A cricket squad has 14 players. In how many ways can a team of 11 players be…
2025
A cricket squad has 14 players. In how many ways can a team of 11 players be selected from this squad?
- A.
364
- B.
464
- C.
264
- D.
272
Show answer & explanation
Correct answer: A
The number of ways to choose r items from a set of n items when the order of selection does not matter is given by the combination formula, nCr = n! / (r! × (n − r)!). This counts every distinct group of r items exactly once, regardless of the sequence in which its members are picked.
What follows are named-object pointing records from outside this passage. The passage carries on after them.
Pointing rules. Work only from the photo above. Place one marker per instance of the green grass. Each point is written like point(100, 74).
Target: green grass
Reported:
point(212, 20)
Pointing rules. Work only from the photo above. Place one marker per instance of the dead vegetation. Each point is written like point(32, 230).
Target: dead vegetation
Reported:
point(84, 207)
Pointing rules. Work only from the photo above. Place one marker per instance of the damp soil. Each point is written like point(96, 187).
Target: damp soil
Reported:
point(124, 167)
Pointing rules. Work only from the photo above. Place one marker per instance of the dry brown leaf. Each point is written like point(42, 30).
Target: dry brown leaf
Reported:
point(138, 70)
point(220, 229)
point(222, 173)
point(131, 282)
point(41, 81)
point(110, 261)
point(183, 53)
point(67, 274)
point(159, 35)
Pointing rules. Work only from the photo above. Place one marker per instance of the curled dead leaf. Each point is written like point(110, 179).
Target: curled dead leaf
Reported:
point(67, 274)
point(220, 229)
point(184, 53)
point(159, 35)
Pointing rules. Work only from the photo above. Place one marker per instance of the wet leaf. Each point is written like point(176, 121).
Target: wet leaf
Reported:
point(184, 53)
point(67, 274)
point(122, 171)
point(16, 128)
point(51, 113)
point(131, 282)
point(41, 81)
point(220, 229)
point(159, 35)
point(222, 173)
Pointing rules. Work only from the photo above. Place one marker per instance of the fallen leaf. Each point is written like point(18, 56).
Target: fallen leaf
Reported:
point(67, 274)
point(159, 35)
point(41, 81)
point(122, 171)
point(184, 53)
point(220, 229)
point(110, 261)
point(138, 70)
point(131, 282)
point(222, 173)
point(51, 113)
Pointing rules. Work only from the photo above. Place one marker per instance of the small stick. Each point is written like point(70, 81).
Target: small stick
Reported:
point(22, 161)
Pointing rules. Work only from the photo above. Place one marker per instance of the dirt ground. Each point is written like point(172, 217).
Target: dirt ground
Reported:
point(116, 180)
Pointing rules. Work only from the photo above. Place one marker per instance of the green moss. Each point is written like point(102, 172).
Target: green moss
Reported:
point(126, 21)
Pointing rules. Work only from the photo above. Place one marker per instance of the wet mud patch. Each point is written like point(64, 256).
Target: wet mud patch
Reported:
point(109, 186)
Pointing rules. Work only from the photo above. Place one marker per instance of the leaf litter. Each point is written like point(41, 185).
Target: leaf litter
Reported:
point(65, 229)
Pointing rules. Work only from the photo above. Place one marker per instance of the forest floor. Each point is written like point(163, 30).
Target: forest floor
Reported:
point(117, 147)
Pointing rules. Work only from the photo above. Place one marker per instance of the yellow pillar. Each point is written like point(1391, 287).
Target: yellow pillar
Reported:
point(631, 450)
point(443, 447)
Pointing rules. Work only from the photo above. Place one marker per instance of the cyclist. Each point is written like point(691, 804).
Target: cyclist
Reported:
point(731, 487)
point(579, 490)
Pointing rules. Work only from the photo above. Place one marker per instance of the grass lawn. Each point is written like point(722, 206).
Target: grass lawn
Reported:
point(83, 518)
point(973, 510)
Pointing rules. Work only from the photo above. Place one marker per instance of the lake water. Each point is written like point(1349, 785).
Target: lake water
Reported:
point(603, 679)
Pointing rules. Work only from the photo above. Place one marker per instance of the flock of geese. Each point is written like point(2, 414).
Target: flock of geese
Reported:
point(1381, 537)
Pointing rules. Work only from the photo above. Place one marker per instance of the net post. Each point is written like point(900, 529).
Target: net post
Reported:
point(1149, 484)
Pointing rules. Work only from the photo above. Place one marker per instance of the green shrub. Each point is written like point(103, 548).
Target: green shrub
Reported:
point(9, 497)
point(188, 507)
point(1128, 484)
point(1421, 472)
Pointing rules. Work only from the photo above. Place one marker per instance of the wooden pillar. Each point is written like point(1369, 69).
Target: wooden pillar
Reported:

Here n = 14 (players in the squad) and r = 11 (players needed in the playing team), so the count is 14C11 = 14! / (11! × 3!).
Since 14! / 11! cancels down to the product of the three largest factors, 14C11 = (14 × 13 × 12) / (3 × 2 × 1).
Multiply the numerator: 14 × 13 = 182, and 182 × 12 = 2184.
Multiply the denominator: 3 × 2 × 1 = 6.
Divide: 2184 ÷ 6 = 364.
Cross-check: Choosing which 11 of the 14 players play is the same as choosing which 3 players sit out, so 14C11 must equal 14C3. Computing 14C3 directly gives (14 × 13 × 12) / (3 × 2 × 1) = 364 as well, confirming the result.
So a team of 11 players can be selected from the squad of 14 in 364 ways.